E se Visegrád si spaccasse prima dell'Ue?
La riforma della Giustizia polacca non piace nemmeno a slovacchi e cechi
Cosa ne sarà della Polonia, si vedrà. Per ora ci sono le vacanze e i concerti dei Rolling Stones con Mick Jagger che in polacco cerca di difendere la magistratura. La presidente della Corte suprema, Malgorzata Gersdorf, che il governo vuole mandare in pensione anticipata, è in ferie e tutti, anche il giudice che il PiS ha nominato al suo posto, la difendono. Varsavia prende tempo, e rinvia le audizioni in sede europea in cui è chiamata a spiegare in che modo la riforma della Giustizia è compatibile con lo stato di diritto. La Commissione Ue ha minacciato di attivare la procedura dell’articolo 7 che priverebbe la Polonia del suo diritto di voto all’interno delle istituzioni Ue, ma l’iter è ancora lungo.
Il rapporto tra la Polonia e l’Unione è tormentato ormai da alcuni anni, dal 2015 quando il PiS ha vinto le ultime elezioni. Da allora, Varsavia punta i piedi, fa i capricci, vara riforme autoritarie e l’Ue le va incontro, ben sapendo che attivare una procedura sanzionatoria contro uno stato membro non è cosa semplice. L’ultima volta era stato il vicepresidente della Commissione, Frans Timmermans, ad andare dal primo ministro, Mateusz Morawiecki, per dissuaderlo dal portare fino in fondo la legge che riforma la Corte suprema. Ma Timmermans è tornato a casa parlando della necessità di un “compromesso”. L’ultimo incontro tra governo polacco e istituzioni europee è stato a fine giugno. Varsavia ha cercato di convincere l’Europa che la riforma della Giustizia non lede in alcun modo lo stato di diritto, aiuta solo a epurare la magistratura da quei “giudici più anziani ancora legati alla vecchia classe comunista”. Per Varsavia la questione poteva anche finire lì, ma i partner europei hanno deciso di convocare la Polonia ancora a settembre davanti al Consiglio affari generali. Tra tutti i paesi europei solo l’Ungheria ha cercato di tutelare la posizione polacca. Per tutti gli altri, le argomentazioni fornite dalla Polonia sullo stato di diritto e i rapporti con la magistratura non erano state sufficientemente esaustive.
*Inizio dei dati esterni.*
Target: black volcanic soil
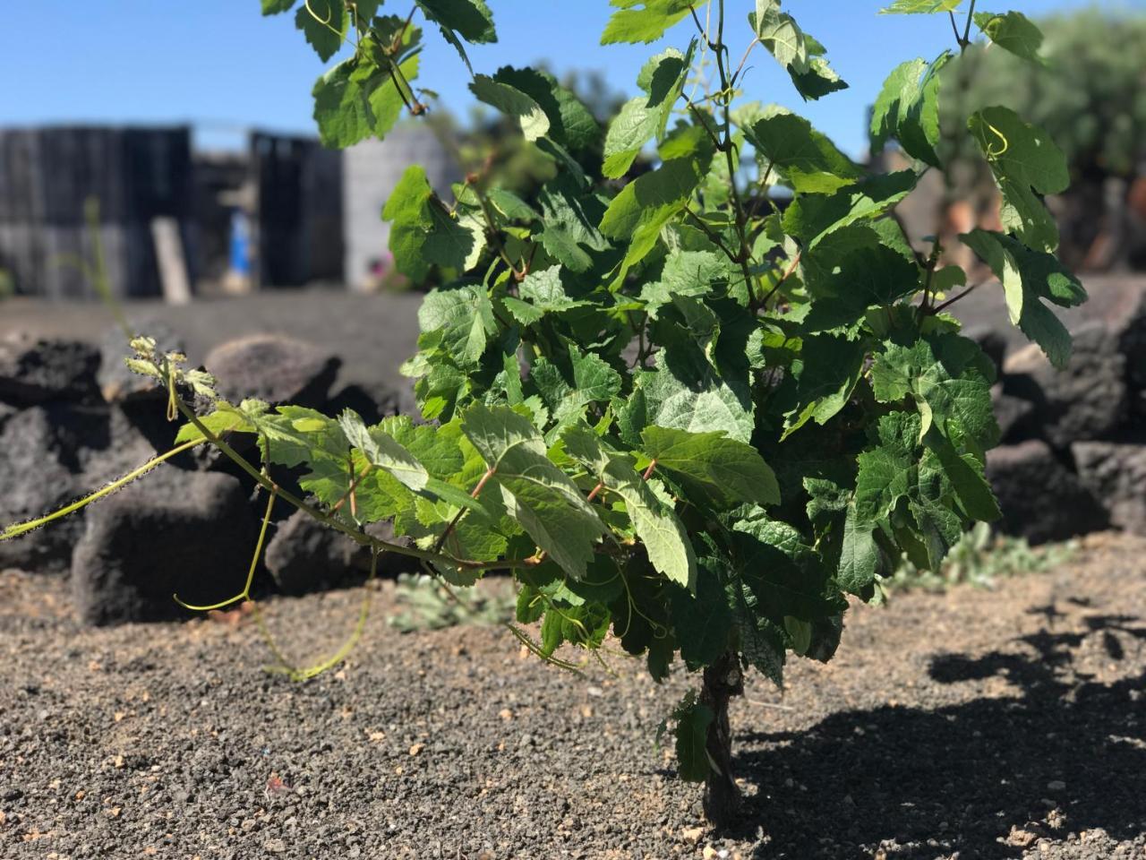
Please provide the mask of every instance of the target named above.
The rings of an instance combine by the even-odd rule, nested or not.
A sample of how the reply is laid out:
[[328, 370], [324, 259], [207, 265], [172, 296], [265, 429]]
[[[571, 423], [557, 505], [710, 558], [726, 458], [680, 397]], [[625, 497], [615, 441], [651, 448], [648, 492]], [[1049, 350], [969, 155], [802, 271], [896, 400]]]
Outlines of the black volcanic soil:
[[[1053, 573], [857, 608], [835, 662], [735, 703], [729, 834], [653, 748], [683, 672], [403, 635], [386, 584], [351, 660], [295, 683], [250, 616], [85, 630], [64, 581], [3, 572], [0, 855], [1140, 859], [1144, 557], [1094, 535]], [[265, 608], [306, 659], [360, 597]]]

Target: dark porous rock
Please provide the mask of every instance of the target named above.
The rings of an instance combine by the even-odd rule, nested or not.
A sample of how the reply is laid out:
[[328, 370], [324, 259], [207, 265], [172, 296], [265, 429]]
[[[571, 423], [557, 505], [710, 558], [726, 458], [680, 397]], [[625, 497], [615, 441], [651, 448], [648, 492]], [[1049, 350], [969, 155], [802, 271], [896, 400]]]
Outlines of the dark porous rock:
[[991, 406], [999, 424], [999, 439], [1004, 444], [1022, 441], [1036, 433], [1031, 421], [1035, 405], [1029, 400], [1007, 394], [1002, 384], [996, 384], [991, 388]]
[[[186, 352], [182, 338], [165, 322], [143, 320], [132, 325], [132, 330], [155, 338], [159, 352]], [[100, 392], [108, 402], [131, 400], [165, 399], [166, 390], [158, 380], [142, 376], [127, 369], [126, 359], [132, 355], [129, 338], [116, 326], [104, 334], [100, 342]]]
[[367, 424], [377, 424], [387, 415], [398, 415], [401, 409], [401, 396], [386, 388], [370, 390], [364, 385], [351, 384], [339, 390], [325, 405], [330, 415], [339, 415], [345, 409], [353, 409]]
[[253, 397], [269, 404], [322, 407], [340, 360], [320, 346], [282, 335], [228, 341], [207, 353], [206, 369], [220, 396], [233, 402]]
[[1127, 360], [1127, 381], [1146, 389], [1146, 282], [1141, 279], [1094, 279], [1090, 298], [1078, 312], [1100, 320]]
[[1003, 510], [1000, 526], [1031, 544], [1105, 529], [1106, 510], [1038, 439], [987, 452], [987, 479]]
[[[388, 542], [405, 541], [394, 538], [388, 522], [371, 523], [367, 533]], [[370, 550], [298, 510], [267, 542], [265, 563], [278, 591], [300, 595], [361, 583], [363, 573], [370, 570]], [[385, 553], [378, 558], [377, 572], [395, 577], [417, 566], [417, 561], [409, 556]]]
[[1062, 370], [1031, 344], [1007, 357], [1006, 393], [1035, 406], [1034, 423], [1053, 447], [1116, 436], [1129, 417], [1125, 359], [1117, 341], [1098, 322], [1074, 334], [1074, 351]]
[[1109, 511], [1110, 524], [1146, 535], [1146, 445], [1080, 441], [1070, 452], [1078, 479]]
[[87, 513], [72, 555], [72, 595], [89, 624], [179, 618], [243, 586], [258, 535], [246, 493], [229, 475], [167, 467]]
[[267, 542], [265, 564], [283, 594], [308, 594], [356, 576], [359, 545], [301, 510], [286, 517]]
[[[16, 412], [0, 427], [0, 530], [44, 516], [73, 501], [80, 484], [47, 409]], [[0, 569], [63, 572], [83, 522], [77, 517], [0, 542]]]
[[18, 405], [97, 400], [99, 367], [99, 351], [79, 341], [9, 336], [0, 341], [0, 400]]
[[979, 349], [987, 353], [987, 357], [995, 365], [996, 370], [1003, 369], [1007, 342], [1006, 337], [998, 329], [989, 326], [973, 326], [964, 329], [963, 335], [979, 344]]

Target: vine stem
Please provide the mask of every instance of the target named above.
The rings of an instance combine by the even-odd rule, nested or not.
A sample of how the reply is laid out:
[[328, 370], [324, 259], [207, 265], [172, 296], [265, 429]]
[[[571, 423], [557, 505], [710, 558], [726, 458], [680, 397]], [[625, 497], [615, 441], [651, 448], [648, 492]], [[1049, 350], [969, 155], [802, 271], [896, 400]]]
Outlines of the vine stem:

Per tutti, anche per l’altra metà di Visegrád. Repubblica ceca e Slovacchia, che sono pronte a supportare Ungheria e Polonia sulla questione immigrazione, non condividono invece la svolta autoritaria dei loro governi. Che l’Unione europea fosse un’entità con al suo interno tante correnti, spesso in contrasto tra loro, è un dato ormai vecchio. Il caso polacco, però, insegna che anche queste correnti in quanto a coesione non sono messe meglio.